Pero, claro, una huelga en el mundo de la educación no es propia o únicamente una reivindicación laboral, aunque tenga aspectos de esta. Es algo más. En el trasfondo está la preocupación compartida por una enseñanza mejor: el problema es cómo se concreta esta voluntad. ¿Qué cambios se realizan? ¿A qué ritmo? ¿Cómo se pone en práctica, por ejemplo, el nuevo currículo dictado desde el ministerio? ¿Qué se hace con la sentencia del 25% de español? ¿Cuál debe ser la normalidad pospandemia? ¿Cómo se lleva adelante el acortamiento de las vacaciones escolares, largamente reclamado por los expertos? ¿Qué hacer para volver a prestigiar la profesión? ¿Cómo transformar la formación de los maestros? Son muchos los retos pendientes.

Ante los previsibles obstáculos e inercias que pensaba encontrar, el conseller Josep González-Cambray decidió acelerar los cambios y fue por la vía rápida. Se entienden la prisa y las ganas, pero de entrada lo que ha logrado ha sido cohesionar el malestar general, que se le ha girado en contra. Sería una lástima, sin embargo, que la protesta tuviera como resultado el inmovilismo: que la consecuencia fuera un pacto de las cuestiones de carácter más laboral y, en cambio, se dejara el resto, de nuevo, para más adelante. Es decir, que se impusiera el miedo al cambio. Porque precisamente la actitud de muchos de los que han salido a protestar es de exigencia a la administración para que las cosas cambien, para que haya más autonomía para los centros, más confianza en los maestros, más recursos, más empatía de las familias, más motivación de los alumnos, más... De hecho, es la misma exigencia que la sociedad en general tiene con el sistema educativo, que se quisiera que fuera ejemplo de calidad y de orgullo colectivo, de igualdad de oportunidades y de ascensor social, y que en cambio enterrara la imagen de riñas metodológicas o laborales, de lastres funcionariales y burocráticos, de diferencias perennes entre centros públicos y concertados, de queja y desmotivación.

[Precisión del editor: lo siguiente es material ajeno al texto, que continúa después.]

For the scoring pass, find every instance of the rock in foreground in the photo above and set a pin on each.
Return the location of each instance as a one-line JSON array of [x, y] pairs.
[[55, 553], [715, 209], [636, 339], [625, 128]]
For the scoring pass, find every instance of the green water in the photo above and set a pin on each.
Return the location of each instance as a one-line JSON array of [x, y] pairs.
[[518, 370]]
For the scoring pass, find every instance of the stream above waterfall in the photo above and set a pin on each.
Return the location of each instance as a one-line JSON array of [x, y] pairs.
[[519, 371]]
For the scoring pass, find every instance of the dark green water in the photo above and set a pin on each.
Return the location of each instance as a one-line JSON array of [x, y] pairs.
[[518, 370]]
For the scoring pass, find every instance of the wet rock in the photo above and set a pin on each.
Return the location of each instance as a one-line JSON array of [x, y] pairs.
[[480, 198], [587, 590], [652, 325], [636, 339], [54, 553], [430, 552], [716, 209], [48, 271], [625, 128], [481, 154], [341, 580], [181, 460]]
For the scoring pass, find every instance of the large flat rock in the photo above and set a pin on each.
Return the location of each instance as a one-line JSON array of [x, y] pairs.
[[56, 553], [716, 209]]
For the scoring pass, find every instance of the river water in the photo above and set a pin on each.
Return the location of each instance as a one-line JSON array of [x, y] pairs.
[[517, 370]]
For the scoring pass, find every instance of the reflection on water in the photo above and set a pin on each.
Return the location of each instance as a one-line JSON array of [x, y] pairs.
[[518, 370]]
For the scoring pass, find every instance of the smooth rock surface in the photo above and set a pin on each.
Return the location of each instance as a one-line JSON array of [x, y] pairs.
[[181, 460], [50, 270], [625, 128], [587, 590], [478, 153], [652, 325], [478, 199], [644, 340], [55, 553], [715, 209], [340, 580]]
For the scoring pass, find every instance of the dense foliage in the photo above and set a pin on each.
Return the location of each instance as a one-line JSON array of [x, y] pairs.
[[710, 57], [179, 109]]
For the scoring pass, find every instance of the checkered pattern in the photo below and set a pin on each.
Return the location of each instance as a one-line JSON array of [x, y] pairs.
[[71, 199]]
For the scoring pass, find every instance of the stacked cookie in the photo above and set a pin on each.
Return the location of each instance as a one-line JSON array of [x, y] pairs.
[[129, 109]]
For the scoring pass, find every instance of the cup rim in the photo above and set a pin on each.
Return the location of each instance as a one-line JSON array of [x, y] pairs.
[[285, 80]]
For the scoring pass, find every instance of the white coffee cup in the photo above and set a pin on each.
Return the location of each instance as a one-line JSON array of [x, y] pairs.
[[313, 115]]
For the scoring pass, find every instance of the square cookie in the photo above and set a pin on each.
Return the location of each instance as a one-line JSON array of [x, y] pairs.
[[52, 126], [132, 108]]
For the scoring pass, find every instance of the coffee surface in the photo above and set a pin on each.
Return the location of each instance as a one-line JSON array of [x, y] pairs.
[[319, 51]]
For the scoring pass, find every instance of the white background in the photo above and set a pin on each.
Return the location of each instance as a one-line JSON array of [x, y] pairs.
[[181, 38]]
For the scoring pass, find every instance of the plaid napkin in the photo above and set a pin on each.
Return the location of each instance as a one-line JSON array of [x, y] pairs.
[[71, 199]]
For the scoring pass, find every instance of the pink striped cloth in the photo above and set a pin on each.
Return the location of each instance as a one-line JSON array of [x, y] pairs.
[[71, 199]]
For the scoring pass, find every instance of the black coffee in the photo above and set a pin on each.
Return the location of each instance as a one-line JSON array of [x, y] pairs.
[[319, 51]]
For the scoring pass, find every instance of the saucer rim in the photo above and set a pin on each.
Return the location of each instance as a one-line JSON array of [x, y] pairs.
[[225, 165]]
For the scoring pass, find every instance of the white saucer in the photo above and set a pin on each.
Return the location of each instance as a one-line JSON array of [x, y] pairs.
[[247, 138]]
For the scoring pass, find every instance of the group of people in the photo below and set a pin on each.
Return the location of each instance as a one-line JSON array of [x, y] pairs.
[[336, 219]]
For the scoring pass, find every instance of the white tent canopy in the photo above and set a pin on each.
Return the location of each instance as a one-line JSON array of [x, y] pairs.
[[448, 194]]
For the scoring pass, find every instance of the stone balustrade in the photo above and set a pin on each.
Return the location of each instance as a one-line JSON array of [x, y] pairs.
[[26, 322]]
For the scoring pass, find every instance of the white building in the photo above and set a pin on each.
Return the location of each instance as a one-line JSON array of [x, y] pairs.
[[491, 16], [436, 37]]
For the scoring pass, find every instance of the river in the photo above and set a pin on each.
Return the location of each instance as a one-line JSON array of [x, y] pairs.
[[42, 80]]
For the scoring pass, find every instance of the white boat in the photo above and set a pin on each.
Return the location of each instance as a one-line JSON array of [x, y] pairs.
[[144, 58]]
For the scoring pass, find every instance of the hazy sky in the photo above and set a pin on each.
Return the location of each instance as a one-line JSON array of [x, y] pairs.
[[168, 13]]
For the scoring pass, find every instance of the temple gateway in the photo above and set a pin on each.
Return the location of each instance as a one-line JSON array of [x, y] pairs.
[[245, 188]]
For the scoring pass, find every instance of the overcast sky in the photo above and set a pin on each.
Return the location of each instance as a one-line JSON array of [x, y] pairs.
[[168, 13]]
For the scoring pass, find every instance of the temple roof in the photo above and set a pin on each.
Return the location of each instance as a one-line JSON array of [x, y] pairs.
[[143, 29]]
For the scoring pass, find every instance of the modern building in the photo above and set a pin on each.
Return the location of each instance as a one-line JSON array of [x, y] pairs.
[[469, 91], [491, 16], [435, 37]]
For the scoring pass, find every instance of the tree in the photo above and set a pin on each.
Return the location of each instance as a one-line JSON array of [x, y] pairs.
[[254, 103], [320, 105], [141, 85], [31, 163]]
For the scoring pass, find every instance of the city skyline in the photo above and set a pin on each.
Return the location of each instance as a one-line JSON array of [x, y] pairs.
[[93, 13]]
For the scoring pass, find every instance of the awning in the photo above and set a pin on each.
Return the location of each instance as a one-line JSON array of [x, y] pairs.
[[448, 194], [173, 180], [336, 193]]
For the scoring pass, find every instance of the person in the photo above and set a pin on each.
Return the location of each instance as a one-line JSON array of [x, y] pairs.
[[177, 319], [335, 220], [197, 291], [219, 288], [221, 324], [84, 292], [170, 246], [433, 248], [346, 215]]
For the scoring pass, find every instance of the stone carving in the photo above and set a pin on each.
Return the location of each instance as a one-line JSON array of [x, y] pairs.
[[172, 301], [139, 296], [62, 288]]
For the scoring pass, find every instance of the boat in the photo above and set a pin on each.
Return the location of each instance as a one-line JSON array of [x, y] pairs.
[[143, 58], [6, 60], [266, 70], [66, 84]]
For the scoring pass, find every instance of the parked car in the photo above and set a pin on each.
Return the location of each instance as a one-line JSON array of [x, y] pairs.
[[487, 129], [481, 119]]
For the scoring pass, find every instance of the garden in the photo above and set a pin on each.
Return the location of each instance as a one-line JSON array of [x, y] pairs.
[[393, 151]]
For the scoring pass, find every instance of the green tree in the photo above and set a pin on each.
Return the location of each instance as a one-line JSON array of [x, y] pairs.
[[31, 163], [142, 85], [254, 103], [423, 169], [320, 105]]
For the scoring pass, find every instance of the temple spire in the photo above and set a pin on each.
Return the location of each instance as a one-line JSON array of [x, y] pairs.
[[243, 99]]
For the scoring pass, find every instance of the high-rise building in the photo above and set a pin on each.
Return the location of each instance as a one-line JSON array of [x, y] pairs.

La idea de exigencia debe ser, pues, lo que marque el camino para salir del callejón sin salida. Por parte de todos. De la administración, está claro. Pero también de los estudiantes y de los propios maestros. La otra idea fuerza debería ser el diálogo, pero no un diálogo que duerma los cambios y busque compromisos miedosos, sino un diálogo valiente, para avanzar de verdad. Un diálogo también exigente, que se refleje en los países líderes educativamente, en las escuelas e institutos catalanes que están en la vanguardia.